- Developer: OrangePixel
- Publisher: OrangePixel
- Platforms: Android iOS Microsoft Windows Nintendo Switch
- Release: 25 March 2020
- Genres: Snake, shooter
- Mode: Single-player

= Snake Core =

2020 video game

Snake Core is a snake and shooter game developed by Dutch studio OrangePixel.

The objective of the game is to kill the Alien Overlord, nicknamed "The End Boss". The game takes place somewhere in between Groundskeeper and Ashworld, other games from the company.

==Gameplay==

The player controls a line of soldiers that gets bigger through a recruiting mechanism. Similarly to Snake, the player must avoid hitting the walls, otherwise the soldiers will die. The soldiers automatically shoots aliens and bombs inside their range. The player must also defuse bombs and defend important locations. It is possible to upgrade the soldiers through power-ups. The game features several game modes and routes that can be chosen through a node system. The routes are very distinct from each other.

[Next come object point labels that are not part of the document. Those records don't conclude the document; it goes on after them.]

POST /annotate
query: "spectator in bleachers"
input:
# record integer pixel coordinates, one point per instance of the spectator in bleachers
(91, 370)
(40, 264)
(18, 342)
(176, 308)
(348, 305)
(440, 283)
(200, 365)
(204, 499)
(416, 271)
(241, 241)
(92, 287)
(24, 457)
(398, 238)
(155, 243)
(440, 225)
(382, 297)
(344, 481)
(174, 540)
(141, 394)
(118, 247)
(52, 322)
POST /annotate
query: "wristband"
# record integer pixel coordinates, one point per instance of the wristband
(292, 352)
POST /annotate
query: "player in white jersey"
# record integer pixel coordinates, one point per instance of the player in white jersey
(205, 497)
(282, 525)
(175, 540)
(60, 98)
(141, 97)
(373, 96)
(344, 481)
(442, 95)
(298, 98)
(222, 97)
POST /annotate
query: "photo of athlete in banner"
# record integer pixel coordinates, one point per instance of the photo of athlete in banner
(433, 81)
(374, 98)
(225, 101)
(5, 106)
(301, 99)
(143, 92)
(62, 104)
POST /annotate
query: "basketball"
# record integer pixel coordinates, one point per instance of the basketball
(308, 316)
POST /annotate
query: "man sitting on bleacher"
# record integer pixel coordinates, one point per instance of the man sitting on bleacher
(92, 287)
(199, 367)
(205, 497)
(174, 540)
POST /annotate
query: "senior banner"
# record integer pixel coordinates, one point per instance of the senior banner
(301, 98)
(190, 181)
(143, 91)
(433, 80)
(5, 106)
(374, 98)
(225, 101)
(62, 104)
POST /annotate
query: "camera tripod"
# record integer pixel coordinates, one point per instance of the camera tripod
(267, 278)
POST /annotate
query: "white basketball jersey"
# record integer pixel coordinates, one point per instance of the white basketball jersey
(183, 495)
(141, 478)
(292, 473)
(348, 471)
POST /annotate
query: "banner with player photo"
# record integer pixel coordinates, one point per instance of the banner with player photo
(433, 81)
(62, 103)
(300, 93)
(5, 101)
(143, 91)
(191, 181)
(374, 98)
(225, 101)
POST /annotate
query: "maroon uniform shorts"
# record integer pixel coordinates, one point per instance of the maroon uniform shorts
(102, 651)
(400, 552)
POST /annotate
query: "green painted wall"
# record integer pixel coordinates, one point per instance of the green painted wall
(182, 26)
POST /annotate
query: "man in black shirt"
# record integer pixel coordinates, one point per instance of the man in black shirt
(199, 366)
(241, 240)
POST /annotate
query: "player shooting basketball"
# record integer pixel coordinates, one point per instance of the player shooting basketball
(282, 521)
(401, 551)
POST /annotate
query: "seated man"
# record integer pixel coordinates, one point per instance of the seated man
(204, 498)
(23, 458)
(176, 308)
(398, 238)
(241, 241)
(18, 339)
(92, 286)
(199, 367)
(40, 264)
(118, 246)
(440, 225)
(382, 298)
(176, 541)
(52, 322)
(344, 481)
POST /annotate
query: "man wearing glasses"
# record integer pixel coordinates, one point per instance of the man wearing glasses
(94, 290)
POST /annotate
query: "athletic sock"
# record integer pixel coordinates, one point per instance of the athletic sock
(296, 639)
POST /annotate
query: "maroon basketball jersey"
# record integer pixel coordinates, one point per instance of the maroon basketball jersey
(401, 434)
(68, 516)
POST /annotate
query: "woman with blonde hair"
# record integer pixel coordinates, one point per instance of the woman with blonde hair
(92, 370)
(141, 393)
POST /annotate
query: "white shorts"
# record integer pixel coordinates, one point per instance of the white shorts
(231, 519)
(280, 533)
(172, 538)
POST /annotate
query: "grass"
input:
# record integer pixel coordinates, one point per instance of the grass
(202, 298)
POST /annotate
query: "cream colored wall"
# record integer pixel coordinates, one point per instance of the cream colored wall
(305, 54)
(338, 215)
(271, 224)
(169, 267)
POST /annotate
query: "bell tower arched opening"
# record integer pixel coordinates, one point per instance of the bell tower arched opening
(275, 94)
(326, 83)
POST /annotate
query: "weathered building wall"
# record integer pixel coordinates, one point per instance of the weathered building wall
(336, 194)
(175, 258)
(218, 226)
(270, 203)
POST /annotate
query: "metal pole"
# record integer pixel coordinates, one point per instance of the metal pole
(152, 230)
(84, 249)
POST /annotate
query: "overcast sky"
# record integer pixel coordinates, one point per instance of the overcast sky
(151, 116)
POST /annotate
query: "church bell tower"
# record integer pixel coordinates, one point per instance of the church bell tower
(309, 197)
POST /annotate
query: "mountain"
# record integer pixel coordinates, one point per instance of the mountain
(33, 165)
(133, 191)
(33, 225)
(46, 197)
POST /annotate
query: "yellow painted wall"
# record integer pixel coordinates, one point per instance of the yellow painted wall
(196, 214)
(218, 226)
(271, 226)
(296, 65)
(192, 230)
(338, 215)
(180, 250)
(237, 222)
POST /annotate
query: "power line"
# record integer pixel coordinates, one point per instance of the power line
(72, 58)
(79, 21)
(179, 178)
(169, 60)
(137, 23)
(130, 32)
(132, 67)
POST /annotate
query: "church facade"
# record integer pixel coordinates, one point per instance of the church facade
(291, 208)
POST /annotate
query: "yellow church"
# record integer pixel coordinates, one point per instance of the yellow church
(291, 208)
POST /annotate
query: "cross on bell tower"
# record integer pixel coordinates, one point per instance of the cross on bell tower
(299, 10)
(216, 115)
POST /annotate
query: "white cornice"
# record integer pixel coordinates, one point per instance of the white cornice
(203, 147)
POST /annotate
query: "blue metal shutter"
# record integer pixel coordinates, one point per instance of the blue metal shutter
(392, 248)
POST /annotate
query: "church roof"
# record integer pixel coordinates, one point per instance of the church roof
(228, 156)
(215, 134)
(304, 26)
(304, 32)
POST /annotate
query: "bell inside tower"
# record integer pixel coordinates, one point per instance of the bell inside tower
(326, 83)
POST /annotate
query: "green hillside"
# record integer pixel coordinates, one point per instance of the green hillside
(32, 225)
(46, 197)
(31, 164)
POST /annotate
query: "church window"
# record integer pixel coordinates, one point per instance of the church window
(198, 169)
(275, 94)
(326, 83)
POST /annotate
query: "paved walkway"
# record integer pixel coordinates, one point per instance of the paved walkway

==Development and release==

OrangePixel first announced Snake Core on 2 March 2020. The game was released for iOS on 25 March 2020, with its Android release happening on 8 April 2020. On 23 February 2023, the game was released for Nintendo Switch. The game is also available for download on Steam.

==Reception==

In 2021, Snake Core was a nominee for the PG Awards. Pocket Gamer ranked the game in third on the list of mobile games that resembles Snake.